The similarities between MLOps pipeline vulnerabilities and traditional software supply chain risks are striking. Both realms face threats of compromise aiming at undermining the integrity of the development process and the security of the final product. Maliciously modifying an LLM is quite similar to maliciously modifying a software dependency; maliciously modifying the software running the LLM is, in fact, a software supply chain attack; accountability, transparency, and trust requirements discussed in the AI world are exactly what stands behind the SBOM requirements in the software supply chain world.

The MITRE organization publishes cybersecurity models. MITRE has recently published the Atlas model for MLOps protection, which can be found here. An overview of the model is given below:

ATLAS Matrix

Just like in the ‘traditional’ cybersecurity domain, AI and MLOps regulations are still being developed. Following these emerging regulations would make it easier to protect MLOps existing assets as well as to attest to compliance of MLOps processes with existing and emerging best practices. Organizations will need to attest to their model’s integrity as well as to their model being unbiased.

There are Technologies That Will Serve Both Realms

Technologies that ensure data, code, and tools’ integrity can provide the required integrity controls for software supply chain security of both MLOps and DevOps.

Technologies that provide transparency and trust measures of software can provide similar values for MLOps. 

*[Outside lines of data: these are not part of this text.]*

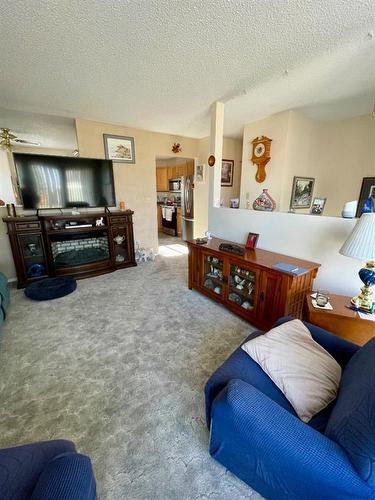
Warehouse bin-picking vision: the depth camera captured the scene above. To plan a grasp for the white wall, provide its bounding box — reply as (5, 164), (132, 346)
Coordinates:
(208, 199), (361, 296)
(0, 149), (16, 203)
(240, 111), (375, 217)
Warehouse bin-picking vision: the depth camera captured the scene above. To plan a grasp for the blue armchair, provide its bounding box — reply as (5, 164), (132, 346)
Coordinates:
(205, 318), (375, 499)
(0, 440), (96, 500)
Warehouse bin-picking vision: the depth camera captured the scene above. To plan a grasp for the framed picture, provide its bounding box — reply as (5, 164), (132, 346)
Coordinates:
(310, 198), (327, 215)
(246, 233), (259, 250)
(221, 160), (234, 187)
(194, 165), (206, 184)
(103, 134), (135, 163)
(355, 177), (375, 217)
(290, 176), (315, 208)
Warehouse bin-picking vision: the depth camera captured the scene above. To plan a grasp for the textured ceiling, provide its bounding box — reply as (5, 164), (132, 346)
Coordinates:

Attestation-Based Supply Chain Security Technology

The concept of evidence-based software supply chain protection is simple: a software artifact should not be trusted unless there is enough evidence of its trustworthiness. Implementation of this concept involves evidence collection tools, a policy engine that evaluates the evidence to verify it, alerts of violations and recommendations for mitigations, and sharing mechanisms that allow transparency and collaboration. The in-toto framework is an academic example of such a solution. Scribe’s software supply chain platform is, among other things, a commercial manifestation of this technology and extended its technology to support the ML-Ops challenges.

Scribe’s evidence-based approach is agnostic to the specifics of the evidence; thus, the same technology can serve MLOps protection, for example:

  • Ensuring software integrity and ML pipeline integrity.
  • Ensuring the integrity of open-source dependencies and the integrity of the AI model.
  • Evaluating SAST reports to ensure AI-specific testing-tools reports (e.g., biasing testing).
  • Sharing SBOMs and policy evaluations, as well as MLBOMs and MLOps policy evaluations. 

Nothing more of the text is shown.